Cost of dental implants vs dentures

The cost of dental implants varies depending on a range of factors, including the type of implant and materials used. However, patients can generally expect to pay between £1,000 and £2,800 for a single tooth implant.

Dentures also vary in price depending on whether they’re partial or complete and how high-quality the materials used are. Typically, though, a mid-range set of complete dentures will cost around £1,000 and a premium set from £1,500 to £2,500.

Look and feel of dental implants vs dentures

After a brief period of recovery following the procedure, dental implants will feel just like a natural tooth. They also look practically indistinguishable from natural teeth and can be brushed and flossed as normal.

Although there’s no recovery period for dentures, given that they don’t require surgery of any kind, new users may go through a period of adjustment during which the dentures feel uncomfortable while chewing or speaking. 

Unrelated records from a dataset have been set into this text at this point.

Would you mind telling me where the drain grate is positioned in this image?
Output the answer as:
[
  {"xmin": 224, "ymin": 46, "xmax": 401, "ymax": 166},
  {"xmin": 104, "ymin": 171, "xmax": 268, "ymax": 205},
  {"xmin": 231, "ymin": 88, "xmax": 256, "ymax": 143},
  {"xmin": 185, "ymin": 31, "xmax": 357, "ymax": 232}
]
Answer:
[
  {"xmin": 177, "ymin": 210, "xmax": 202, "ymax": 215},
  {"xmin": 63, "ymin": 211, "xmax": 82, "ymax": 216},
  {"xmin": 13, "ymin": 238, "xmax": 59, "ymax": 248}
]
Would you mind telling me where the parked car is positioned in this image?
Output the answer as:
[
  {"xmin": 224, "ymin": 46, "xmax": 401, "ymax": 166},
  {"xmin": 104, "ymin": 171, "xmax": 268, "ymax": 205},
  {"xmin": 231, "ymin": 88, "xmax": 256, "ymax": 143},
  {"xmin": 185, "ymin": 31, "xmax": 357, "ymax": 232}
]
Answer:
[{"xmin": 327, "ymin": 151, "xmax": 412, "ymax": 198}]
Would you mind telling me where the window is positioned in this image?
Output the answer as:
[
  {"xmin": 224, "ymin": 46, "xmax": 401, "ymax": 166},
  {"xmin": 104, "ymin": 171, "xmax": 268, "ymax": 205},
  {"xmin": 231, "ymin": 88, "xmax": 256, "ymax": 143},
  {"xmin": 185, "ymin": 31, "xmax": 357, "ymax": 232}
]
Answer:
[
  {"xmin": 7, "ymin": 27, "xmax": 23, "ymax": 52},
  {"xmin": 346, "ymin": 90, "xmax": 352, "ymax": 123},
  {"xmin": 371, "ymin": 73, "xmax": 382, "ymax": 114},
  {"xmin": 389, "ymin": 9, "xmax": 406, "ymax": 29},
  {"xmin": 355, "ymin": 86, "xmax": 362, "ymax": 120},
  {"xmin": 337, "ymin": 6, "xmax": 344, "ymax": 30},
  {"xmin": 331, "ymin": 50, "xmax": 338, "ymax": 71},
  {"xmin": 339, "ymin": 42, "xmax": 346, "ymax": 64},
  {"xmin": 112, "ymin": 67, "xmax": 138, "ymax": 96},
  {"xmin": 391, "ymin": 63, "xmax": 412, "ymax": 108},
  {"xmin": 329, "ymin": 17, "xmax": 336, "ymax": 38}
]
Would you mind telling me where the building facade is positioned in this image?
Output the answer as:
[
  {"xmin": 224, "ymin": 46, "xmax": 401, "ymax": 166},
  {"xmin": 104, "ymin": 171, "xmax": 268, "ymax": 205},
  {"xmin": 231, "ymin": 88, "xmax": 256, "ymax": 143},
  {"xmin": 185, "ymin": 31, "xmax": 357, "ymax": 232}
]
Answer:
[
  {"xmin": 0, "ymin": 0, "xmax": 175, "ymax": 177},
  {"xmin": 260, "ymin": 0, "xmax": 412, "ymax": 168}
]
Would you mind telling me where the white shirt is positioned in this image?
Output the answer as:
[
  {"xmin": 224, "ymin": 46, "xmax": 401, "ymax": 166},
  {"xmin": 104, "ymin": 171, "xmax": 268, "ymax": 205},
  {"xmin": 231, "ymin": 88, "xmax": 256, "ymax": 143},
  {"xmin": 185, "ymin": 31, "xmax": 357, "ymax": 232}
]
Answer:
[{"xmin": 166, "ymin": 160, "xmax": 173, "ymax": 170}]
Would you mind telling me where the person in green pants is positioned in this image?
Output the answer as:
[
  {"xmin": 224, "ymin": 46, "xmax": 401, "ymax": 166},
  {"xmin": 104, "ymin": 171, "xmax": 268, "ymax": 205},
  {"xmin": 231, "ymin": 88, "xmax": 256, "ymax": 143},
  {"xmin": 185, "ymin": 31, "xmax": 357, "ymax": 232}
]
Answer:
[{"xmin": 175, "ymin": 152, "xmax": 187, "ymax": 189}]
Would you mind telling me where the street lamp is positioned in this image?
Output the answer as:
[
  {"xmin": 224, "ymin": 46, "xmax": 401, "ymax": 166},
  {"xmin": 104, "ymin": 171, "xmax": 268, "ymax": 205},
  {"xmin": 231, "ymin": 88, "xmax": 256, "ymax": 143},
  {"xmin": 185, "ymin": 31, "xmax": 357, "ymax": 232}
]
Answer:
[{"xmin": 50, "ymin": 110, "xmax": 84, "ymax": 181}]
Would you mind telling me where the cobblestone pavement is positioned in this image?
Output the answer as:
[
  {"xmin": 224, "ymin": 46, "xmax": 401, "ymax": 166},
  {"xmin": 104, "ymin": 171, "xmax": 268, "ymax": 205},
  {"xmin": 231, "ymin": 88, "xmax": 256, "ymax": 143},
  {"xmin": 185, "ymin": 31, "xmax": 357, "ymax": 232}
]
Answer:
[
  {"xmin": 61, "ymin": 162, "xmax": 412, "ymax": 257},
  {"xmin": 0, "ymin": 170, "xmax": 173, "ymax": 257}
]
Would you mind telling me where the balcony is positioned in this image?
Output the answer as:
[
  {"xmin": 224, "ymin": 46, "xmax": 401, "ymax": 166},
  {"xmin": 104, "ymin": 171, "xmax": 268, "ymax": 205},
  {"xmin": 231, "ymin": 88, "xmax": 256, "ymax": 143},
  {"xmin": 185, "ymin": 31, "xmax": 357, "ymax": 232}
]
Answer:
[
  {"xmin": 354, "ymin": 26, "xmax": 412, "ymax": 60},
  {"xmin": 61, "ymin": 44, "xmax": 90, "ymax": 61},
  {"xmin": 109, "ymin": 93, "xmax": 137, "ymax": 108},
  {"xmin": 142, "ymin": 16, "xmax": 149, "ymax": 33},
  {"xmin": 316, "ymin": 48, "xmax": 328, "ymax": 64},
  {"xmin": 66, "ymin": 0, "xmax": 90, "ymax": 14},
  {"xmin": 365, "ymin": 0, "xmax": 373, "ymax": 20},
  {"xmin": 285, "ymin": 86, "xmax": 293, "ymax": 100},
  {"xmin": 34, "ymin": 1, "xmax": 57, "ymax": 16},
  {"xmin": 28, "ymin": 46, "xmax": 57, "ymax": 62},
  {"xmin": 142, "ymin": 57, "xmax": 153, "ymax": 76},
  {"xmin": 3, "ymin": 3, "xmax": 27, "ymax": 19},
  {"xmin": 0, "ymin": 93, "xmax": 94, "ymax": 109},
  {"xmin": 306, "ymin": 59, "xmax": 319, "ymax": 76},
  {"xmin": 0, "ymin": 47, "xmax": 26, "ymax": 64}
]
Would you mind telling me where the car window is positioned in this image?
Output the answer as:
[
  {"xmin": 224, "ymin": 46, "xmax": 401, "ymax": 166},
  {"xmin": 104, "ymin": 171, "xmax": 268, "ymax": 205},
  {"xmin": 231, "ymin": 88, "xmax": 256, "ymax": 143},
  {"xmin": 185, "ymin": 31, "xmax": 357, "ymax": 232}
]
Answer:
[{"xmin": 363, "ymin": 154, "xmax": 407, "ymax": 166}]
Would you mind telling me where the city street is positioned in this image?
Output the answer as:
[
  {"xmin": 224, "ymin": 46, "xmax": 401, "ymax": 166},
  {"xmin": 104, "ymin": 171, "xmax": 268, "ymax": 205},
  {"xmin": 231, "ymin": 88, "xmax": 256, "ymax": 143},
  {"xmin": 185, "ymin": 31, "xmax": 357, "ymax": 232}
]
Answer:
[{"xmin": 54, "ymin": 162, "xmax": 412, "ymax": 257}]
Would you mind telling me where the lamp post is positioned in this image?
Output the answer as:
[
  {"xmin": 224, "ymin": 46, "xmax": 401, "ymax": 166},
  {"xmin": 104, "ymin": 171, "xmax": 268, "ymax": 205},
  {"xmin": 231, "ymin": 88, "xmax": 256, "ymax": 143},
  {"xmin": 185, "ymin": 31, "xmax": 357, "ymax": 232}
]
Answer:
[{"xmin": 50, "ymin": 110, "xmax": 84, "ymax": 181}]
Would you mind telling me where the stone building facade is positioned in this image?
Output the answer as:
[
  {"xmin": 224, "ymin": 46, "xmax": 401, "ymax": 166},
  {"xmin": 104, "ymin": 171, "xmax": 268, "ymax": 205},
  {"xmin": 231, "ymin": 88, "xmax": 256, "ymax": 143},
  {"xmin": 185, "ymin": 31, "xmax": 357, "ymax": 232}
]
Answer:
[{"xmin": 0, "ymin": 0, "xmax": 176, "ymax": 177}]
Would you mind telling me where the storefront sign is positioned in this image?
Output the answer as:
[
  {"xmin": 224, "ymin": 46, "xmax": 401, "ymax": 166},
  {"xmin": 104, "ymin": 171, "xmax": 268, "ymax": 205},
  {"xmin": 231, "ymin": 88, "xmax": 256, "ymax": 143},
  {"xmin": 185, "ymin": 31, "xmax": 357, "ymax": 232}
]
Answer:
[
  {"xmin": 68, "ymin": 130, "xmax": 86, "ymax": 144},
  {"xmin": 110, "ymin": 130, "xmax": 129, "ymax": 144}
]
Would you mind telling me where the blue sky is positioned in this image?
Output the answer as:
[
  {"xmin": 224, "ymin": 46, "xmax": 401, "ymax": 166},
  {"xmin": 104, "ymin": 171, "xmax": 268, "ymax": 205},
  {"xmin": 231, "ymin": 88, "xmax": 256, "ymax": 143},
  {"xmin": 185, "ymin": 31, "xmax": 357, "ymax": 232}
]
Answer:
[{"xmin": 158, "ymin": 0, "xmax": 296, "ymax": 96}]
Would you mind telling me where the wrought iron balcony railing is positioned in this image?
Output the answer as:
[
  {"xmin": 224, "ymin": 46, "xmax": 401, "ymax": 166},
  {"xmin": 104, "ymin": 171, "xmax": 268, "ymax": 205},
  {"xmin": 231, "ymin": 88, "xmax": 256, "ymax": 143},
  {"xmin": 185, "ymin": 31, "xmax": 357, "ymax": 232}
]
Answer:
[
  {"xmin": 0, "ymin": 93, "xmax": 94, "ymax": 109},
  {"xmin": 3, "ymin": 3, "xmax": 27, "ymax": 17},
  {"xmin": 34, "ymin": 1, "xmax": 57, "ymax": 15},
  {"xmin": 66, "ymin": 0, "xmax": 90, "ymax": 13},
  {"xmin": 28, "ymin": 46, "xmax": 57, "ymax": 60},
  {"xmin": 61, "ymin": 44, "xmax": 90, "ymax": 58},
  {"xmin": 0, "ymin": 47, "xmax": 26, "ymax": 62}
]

Longevity of dental implants vs dentures

Dental implants are a long-term solution for missing teeth, made of durable materials like titanium and porcelain. Although their longevity depends on various factors, it’s not uncommon for dental implants to last for 20-30 years with proper care.

Dentures are a less permanent solution. They’re removable, often only held in place with adhesive, and may need to be replaced or adjusted over time due to changes in the jawbone or gums.

Bone preservation of dental implants vs dentures

After losing a tooth, the surrounding bone in the jaw can weaken and decay over time through a process called bone resorption. In fact, one study found that the jawbone can reduce in width by up to 25% in the first year after tooth loss.

Dental implants can prevent bone resorption, with the implant screw reinforcing the jawbone structure and the replacement tooth reintroducing the forces caused by chewing to the affected area.

This isn’t the case with dentures, which means that the process of bone resorption can continue. And, as the jawbone degrades further, the fit of dentures can loosen to the point where they need to be adjusted or replaced.

A man cleaning his dentures in the bathroom sink

The pros and cons of dental implants vs dentures

In lots of cases, both dental implants and dentures are viable methods for replacing lost teeth. To decide between them, patients have to weigh up their relative pros and cons in the context of their own unique situation.

The main pros for dental implants vs dentures:

  • Provide a longer-lasting solution for missing teeth
  • Offer better stability and functionality
  • Can be cleaned and maintained just like natural teeth
  • Stimulate bone growth to preserve the jaw’s integrity

The main cons of dental implants to be aware of:

How to choose between dental implants and dentures

Whether dental implants or dentures will be best for you depends on lots of factors, including how many teeth you need replacing, the density of your jawbone, and your budget.

As a rule of thumb, though, dental implants are generally the better choice if you want a more permanent and robust treatment, while dentures might win out if keeping costs low is your primary concern.